Recycled Asphalt Millings for Driveway

   / Recycled Asphalt Millings for Driveway #21  
Stuff works great here. It was easy to work and the hardened up nicely. I started putting cooking oil on the part that didn't harden and it fixed it.
 
   / Recycled Asphalt Millings for Driveway #22  
Our town got a bunch after the state resurfaced some of the local road and they decided to see how it would work so they paved a dead end road near me this spring.
I am curious how it will stand up to the freeze thaw cycles we have here and more particularly mud season.
My main concern with it would be whether any petro chemicals will leach out and drain into the nearby waterways above my homestead.
 
   / Recycled Asphalt Millings for Driveway #23  
Our town got a bunch after the state resurfaced some of the local road and they decided to see how it would work so they paved a dead end road near me this spring.
I am curious how it will stand up to the freeze thaw cycles we have here and more particularly mud season.
My main concern with it would be whether any petro chemicals will leach out and drain into the nearby waterways above my homestead.
Don't worry about it, anything that was going to leach out would have done it in the years since they originally laid the road.
By the time it gets ground up and re-used they get dried up. That's why some places grind them up, heat them up, add more oil and lay them back down.

Aaron Z
 
   / Recycled Asphalt Millings for Driveway #24  
I get the impression that them re-using their ashphalt makes for a second rate finished road, and I think has fallen out of favour, hence them often giving the stuff away. I could be wrong. You would think,grinding it off, heating it up, adding tar on site and repaving, WOULD make sense, but I don't think it worked out. Maybe further grinding the ashphalt, is more expensive than just making new ashphalt with tar and crushed stone.
 
   / Recycled Asphalt Millings for Driveway #25  
My driveway is about 4000 ft long. Half of it closest to the house is asphalt, the front half is gravel.
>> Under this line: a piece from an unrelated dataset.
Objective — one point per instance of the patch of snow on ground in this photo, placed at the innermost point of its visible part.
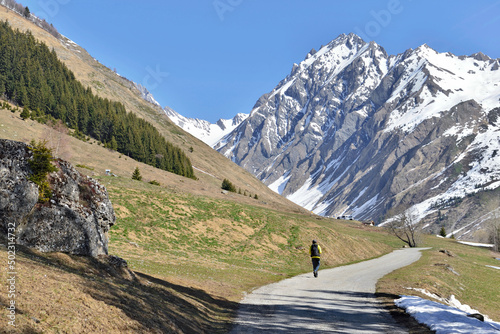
(476, 244)
(445, 319)
(494, 267)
Recently a highway resurfacing that started only a mile from the house made asphalt millings available. The asphalt company will sell millings but only if you are close to the project. If more trucking is involved they take back to the plant and recycle it.

It's been down on my gravel drive for 3 months. I like it better than gravel at this point. It is staying put better. BUT it seems street tires on my car sort of packs it down, but my utv with aggressive thread loosens it up, as well as my tractor with R4s. Recently sold my pickup otherwise I'd run it back and forth. It has been fairly hot here, in the 90s and very very dry, near drought status. Think lack of water is in part keeping it loose.

Thought of renting a roller from a rental place, but given what I'm seeing, wondering if it would be better buying a roller so it could be rolled once or twice a year. One that would weight 1200lbs or so and with water added around 2500 lbs. I could time the rolling better too, doing after a rain, etc. Reading through this thread seems there a definitely mixed opinions on the worth of millings. So far I find it considerably better than the gravel, but would like it to settle down better.
 
   / Recycled Asphalt Millings for Driveway #27  
I'd imagine a hot dry day would be better than a wet one if there was any tar left in the mix. But there rarely is as the material is rarely in good shape when being removed.
 
   / Recycled Asphalt Millings for Driveway #28  
I'd imagine a hot dry day would be better than a wet one if there was any tar left in the mix. But there rarely is as the material is rarely in good shape when being removed.
Exactly.
Parking lots and boro streets, Etc. don't generally mill unless the pavement is dead and junk. So the millings often don't repack as well.
State roads are generally milled sooner and may pack better later.
But where the millings came from can have a big impact on how well they pack.
 
   / Recycled Asphalt Millings for Driveway #29  
I see some of it sticking, but most isn't.

Some rollers have a water tank.... They apply water as you roll. And someone earlier in the thread mentioned rolling with water. So my understanding is water can help. Am I wrong?
 
   / Recycled Asphalt Millings for Driveway #30  
I see some of it sticking, but most isn't.

Some rollers have a water tank.... They apply water as you roll. And someone earlier in the thread mentioned rolling with water. So my understanding is water can help. Am I wrong?

IIRC, water helps keep the asphalt from sticking to the drum.